"Invisible"

Spodobało wam się moje opowiadanie :P Fajnie. Mam dla was drugie, trochę inne jeszcze bardziej smutne. 
Bohaterzy:
chłopcy (ten rok. 23 i 24 lata) 
Lily Fox. 22 lata
Natalie Bre. 22 lata
Alex Vega (ten rok)
Halston Sage (ten rok)
Agness Blue. 22 lata


Oczami Lily.
Panicznie bałam się latania. Od małego. Zawsze przerażały mnie samoloty. Tylko ptaki i nietoperze powinny latać! Pochodzę z Wielkiem Brytanii i wraz z moją przyjaciółką byłyśmy przez kilka lat w LA. Tam poznałyśmy Big Time Rush, czyli naszych obecnych chłopaków. Kendall strasznie kocha Natalie.
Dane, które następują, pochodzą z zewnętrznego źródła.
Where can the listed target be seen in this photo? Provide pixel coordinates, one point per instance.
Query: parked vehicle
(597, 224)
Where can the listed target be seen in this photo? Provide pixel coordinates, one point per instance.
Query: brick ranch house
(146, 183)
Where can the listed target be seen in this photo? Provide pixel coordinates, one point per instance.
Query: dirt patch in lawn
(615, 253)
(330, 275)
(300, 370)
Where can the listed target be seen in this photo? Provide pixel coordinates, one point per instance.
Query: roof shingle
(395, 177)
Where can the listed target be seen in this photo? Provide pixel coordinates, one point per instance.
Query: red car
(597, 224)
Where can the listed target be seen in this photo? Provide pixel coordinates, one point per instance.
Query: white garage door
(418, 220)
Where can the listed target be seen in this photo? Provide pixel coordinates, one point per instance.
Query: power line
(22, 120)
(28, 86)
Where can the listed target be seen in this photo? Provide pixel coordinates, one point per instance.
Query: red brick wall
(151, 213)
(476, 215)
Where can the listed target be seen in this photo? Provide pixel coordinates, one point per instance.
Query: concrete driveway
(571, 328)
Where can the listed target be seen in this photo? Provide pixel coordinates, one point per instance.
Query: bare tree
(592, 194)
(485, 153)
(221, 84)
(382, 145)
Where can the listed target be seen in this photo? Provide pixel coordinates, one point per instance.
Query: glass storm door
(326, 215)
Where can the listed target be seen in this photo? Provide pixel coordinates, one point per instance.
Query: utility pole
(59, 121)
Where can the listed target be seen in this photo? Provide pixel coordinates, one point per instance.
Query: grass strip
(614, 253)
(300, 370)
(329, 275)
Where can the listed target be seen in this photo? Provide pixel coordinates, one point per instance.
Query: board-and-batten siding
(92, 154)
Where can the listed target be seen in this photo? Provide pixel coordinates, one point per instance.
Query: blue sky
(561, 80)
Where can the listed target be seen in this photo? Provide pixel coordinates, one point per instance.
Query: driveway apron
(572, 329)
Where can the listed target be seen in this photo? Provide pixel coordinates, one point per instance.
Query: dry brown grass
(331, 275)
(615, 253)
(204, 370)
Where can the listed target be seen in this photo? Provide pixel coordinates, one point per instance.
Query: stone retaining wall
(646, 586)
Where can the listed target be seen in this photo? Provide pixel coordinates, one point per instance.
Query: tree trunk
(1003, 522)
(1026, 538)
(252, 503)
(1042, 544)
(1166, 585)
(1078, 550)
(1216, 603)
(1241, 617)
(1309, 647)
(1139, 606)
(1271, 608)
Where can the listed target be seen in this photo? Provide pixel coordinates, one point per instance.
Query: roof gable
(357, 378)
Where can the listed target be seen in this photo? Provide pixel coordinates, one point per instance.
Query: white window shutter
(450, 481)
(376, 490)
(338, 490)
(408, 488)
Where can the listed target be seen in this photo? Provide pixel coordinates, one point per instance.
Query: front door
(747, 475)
To jest chyba jedyna dziewczyna która go nie wykorzystała i nie zraniła.
Wsiadłam do samolotu. Rety. Usiadłam obok James, przede mną Natalie z Kendallem, za mną Logan z Agness. Siedzieliśmy w środkowym rzędzie, a przy oknie była Alex z Carlosem. Cała telepałam się ze strachu.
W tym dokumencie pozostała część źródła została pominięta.